On
The
First
Day
Of
Spring...
Outside my window the March Hare has
played a terrible trick, smothering the landscape with inches and inches
of snow. My yard resembles a moonscape, drifts and crater and dunes.
Not of sand or soil or dust.
A white coverlet. A snow blanket.
Two days ago, daffodils peeking.
Robins chirping.
Branches leafing.
Gone. Gone. Gone.
On the other side of the world.
A Zen Garden. Rocks and stones and grains of sand.
Here in my corner of the world.
My Garden. Snow and what once was, now hidden from sight.
A Zen Garden. A garden that begins with a single
grain of sand. Then another and another, a gentle rain. The song of a
sonnet raked in lines and waves. A rock, for punctuation, for emphasis, a
stress, an accented syllable.
A call to attention.
The busy mind in the Zen Garden sees only the lines
in the sand. The solitary rock. The busy mind in the Zen Garden tries
to establish order, to fill in the empty spaces.
For the busy mind, the Zen Garden is a solemn sorry space.
The busy mind in my Garden sees only piles of snow.
The solitary tree. For the busy mind, my Garden is a blank canvass. One
more day to wait, one more day without color, shape or bloom.
For the busy mind, my Garden is a sad and solitary place.
The song of the Zen Garden is a poem. Everything is
here, it sings. Everything you need is here. Right under your nose. In
front of your face. Under your feet. The waves of the ocean, the
mountain rising out of the sea, the hills and the swell of the tide.

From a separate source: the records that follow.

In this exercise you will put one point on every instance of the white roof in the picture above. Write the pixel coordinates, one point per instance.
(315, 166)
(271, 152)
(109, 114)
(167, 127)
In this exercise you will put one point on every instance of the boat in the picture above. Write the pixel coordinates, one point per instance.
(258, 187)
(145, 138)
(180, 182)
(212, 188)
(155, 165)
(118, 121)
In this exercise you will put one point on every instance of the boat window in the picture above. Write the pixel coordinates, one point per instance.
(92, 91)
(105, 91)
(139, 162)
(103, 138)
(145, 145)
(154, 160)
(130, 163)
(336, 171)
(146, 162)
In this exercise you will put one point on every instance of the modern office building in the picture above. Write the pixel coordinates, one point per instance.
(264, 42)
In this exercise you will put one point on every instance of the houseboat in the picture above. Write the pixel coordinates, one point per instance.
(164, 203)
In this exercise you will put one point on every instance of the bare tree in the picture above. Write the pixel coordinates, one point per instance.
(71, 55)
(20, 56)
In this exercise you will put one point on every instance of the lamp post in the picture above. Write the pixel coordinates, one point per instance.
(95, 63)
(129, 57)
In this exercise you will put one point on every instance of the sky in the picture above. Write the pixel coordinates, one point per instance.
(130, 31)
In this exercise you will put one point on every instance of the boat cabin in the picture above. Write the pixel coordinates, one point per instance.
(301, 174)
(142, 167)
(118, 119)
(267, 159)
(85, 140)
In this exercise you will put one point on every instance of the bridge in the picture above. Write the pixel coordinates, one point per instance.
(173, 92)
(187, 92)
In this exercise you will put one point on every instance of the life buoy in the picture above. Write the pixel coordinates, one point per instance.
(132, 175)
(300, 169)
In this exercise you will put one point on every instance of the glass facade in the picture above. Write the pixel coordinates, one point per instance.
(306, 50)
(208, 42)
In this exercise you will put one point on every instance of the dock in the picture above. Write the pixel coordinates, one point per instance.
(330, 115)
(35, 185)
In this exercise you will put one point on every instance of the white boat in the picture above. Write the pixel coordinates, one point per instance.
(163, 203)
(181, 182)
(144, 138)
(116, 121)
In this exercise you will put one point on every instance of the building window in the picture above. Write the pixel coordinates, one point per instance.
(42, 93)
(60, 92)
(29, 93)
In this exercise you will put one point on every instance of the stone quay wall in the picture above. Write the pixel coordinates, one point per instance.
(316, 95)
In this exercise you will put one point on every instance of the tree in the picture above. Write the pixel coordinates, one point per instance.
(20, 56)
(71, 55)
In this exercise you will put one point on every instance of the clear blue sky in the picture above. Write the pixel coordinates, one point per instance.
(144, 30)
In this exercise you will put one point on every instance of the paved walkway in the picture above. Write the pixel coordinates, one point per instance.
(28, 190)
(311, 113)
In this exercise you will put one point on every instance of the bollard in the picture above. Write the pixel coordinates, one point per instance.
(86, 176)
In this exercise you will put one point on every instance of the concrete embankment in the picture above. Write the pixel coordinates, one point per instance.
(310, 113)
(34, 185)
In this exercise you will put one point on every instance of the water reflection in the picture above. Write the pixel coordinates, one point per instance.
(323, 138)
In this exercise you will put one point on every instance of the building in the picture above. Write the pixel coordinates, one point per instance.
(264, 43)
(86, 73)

Nothing is missing. Except you. Loving patient hands sorted and placed
each grain of sand, polished and placed each pebble and stone, raked the
patterns of the wind and the wisps of the clouds.
The song of my Garden is an anthem. A gentle chorus
humming softly. A familiar tune. There is life beneath the snow.
Everything I need is here. Tucked in under the covers, waiting for the
sun to rise. Nothing is hidden.The patient gardener listens. The
faithful believe.
The buds will bloom, the grass will green, the sun will shine.
No matter where you are in the world, the light is shining.
The morning glory is waiting for you.
In the garden, where even a single grain of sand is a work of art.